The Real Story is a project of the American chapter of Doctors of the World, a Doctors Without Borders offshoot that, according to its website, "provides emergency and long-term medical care to vulnerable populations while fighting for equal access to healthcare worldwide." It differs from the latter organization mainly in its goal of "bearing witness to suffering" in addition to providing care.
It's in this spirit that the organization's head of communications, Tamera Gugelmeyer, and her team conceived The Real Story. After a December trip to the Turkish-Syrian border, during which Gugelmeyer and her staff recorded interviews with dozens of Syrian refugees, they returned to the States determined to find a new way to spread what Gugelmeyer said was "compelling, emotional content."
Past videos about refugees the group had promoted on Facebook, Gugelmeyer said, tended to draw strong negative reactions from some conservatives, but also "moderatering voices, countervailing forces [who] know we live in a world that is shades of grey."
With the intention of reaching those more moderate conservatives, Doctors of the World purchased ad space not just on Breitbart, but also before InfoWars segments on YouTube. The group also bought pre-roll space based on conservative search behavior on YouTube and text ads based on Google searches for terms like "Radical Islamic Terrorism" and "crimes committed by refugees in america." Since the campaign began in the beginning of March, Gugelmeyer said, it has generated more than 1 million impressions across Google and YouTube.
"It was a programmatic ad buy, not a direct ad buy," said Chad Wilkinson, a spokesperson for Breitbart, distinguishing display ads selected by a third party ad network from those selected by someone from Breitbart itself.

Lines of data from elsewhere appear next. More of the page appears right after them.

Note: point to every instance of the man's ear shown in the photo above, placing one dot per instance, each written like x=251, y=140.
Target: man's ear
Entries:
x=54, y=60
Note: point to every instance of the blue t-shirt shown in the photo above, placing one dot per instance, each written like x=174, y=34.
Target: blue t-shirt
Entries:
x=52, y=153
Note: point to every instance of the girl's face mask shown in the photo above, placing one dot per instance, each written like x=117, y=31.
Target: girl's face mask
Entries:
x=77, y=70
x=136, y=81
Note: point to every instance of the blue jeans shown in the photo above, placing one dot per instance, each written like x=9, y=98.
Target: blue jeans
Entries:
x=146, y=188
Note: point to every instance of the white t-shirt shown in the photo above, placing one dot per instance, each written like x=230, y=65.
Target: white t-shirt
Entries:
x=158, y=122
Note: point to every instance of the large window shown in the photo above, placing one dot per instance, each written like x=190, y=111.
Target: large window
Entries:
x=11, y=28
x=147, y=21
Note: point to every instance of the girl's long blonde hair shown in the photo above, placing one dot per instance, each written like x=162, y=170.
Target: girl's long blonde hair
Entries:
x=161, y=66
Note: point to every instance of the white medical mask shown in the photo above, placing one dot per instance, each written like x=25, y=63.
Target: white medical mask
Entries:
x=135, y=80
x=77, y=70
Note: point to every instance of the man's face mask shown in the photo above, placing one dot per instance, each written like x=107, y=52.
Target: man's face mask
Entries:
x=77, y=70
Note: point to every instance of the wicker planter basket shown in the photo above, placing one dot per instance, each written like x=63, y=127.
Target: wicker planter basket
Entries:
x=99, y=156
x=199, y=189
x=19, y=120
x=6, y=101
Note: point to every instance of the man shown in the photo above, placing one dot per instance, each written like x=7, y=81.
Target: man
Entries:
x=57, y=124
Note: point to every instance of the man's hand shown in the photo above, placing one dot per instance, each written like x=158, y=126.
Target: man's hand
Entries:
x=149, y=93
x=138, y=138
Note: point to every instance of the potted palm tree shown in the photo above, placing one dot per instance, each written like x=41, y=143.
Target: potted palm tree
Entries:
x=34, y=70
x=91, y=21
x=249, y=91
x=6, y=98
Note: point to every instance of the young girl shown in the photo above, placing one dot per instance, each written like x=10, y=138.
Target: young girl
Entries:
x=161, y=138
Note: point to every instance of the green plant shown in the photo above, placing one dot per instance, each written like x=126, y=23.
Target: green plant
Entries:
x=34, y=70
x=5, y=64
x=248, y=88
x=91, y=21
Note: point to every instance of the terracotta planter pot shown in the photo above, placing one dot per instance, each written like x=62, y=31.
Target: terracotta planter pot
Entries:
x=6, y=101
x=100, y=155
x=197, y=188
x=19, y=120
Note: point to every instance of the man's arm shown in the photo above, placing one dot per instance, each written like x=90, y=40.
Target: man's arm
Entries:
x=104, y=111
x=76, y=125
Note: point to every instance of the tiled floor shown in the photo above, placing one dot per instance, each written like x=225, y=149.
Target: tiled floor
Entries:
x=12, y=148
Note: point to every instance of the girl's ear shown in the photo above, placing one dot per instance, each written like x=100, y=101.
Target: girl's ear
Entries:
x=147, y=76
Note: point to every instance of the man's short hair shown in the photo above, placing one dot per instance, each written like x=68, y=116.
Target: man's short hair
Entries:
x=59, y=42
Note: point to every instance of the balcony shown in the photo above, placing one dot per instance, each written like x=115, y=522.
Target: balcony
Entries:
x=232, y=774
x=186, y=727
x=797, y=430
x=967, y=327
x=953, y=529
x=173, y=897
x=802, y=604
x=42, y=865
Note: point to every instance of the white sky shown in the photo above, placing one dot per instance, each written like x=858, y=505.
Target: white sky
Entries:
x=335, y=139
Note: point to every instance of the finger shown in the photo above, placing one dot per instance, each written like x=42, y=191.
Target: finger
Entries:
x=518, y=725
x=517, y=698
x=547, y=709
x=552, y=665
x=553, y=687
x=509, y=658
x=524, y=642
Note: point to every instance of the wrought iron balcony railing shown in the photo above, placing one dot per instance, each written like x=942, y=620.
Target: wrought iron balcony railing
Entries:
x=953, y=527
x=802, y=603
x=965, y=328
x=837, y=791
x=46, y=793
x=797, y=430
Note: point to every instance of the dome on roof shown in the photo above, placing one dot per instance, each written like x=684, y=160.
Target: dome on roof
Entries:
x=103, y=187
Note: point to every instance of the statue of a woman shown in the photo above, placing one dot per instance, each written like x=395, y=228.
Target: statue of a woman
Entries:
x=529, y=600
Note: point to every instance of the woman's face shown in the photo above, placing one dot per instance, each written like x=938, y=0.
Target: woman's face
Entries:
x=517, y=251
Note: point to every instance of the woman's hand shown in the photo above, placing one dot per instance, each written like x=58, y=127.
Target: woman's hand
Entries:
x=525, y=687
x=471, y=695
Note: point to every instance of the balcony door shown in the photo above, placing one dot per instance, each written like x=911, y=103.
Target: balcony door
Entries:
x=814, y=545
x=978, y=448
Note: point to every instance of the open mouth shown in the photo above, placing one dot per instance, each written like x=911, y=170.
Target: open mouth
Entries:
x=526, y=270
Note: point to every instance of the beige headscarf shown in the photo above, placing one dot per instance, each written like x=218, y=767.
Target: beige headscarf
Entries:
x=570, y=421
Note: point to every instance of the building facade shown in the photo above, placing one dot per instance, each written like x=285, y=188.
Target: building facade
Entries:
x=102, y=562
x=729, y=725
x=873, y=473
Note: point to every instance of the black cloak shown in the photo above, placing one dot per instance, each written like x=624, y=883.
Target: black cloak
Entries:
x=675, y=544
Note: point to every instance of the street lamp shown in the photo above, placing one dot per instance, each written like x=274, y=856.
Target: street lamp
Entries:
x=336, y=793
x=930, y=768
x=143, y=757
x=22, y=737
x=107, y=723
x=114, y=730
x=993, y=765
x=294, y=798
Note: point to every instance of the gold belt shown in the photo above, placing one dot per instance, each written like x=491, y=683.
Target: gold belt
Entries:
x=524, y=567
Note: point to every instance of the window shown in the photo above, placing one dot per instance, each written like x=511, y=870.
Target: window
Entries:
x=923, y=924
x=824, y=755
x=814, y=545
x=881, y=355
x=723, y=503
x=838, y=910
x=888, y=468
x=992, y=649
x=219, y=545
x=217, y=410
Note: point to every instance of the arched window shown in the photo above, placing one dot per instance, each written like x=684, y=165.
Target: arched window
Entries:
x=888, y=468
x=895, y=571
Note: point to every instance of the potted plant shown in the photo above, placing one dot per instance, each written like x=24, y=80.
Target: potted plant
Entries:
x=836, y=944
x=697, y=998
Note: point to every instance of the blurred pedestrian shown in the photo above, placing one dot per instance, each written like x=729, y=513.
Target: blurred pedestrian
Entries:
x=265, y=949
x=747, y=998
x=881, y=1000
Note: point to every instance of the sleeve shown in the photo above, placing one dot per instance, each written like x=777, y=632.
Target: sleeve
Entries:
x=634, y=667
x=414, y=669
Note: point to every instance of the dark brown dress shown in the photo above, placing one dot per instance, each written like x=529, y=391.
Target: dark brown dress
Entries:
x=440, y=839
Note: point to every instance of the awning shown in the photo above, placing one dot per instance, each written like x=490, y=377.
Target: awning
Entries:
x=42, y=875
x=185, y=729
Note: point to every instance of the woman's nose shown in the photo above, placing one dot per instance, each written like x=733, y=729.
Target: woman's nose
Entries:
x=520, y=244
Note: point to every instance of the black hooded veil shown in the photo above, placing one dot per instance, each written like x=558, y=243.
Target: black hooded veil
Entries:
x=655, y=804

"That said, we've got no problem with it," Wilkinson added. "The more voices, the better."
To put its ad in front of its desired audiences, Doctors of the World had to pay the outlets whose message it opposes. It's far different strategy than the one used by organizations like Sleeping Giants, an anonymous group of digital marketers who pressure companies through social media into dropping ads from outlets like Breitbart.
In an email to BuzzFeed News, one of the organizers of Sleeping Giants wrote that they were ambivalent about the tactic.
"On one hand, we can see value in trying to speak to a readership that has been fed articles that are extreme in their anti-refugee views. It will definitely get them some much-needed attention for their cause as well. On the other hand, we're not in favor of giving Breitbart (or Infowars) any extra ad money even if it's for a good cause. They are funded to the hilt by The Mercer Family, who is pushing their extreme ideology to an audience that is clearly buying it. They don't need the extra money and the chances of swaying opinion is likely very slim."
Indeed, the implications of paying outlets that helped build and sustain the anti-refugee fervor in parts of the American electorate aren't lost on Doctors of the World.
"We gave - and continue to give - it considerable thought," Gugelmeyer wrote in an email to BuzzFeed News. "We have had some lively discussion as to what is more important: maintaining a sense of our own moral/political purity, or engaging with the other side. We decided that the life and death realities of this massive humanitarian crisis demanded that we try to give a voice to the refugees, challenge current assumptions about Syrians, and extend a hand across the divide. Because, in the end, change is rarely made by talking just to those with whom you agree."
But measuring that change is difficult. Gugelmeyer said that the organization hasn't experienced any major blowback from the campaign yet, but that donations are up. (Though, she added, that could be attributable to the dissemination of The Real Story campaign through more sympathetic outlets.)
Ultimately, Gugelemeyer said, the campaign was about "offering alternative narratives" and finding a way into the news bubbles that have come to define media consumption in 2017.
Said Gugelemeyer, "If we surface five people who are willing to have a conversation. Then I feel like we’ve done our job."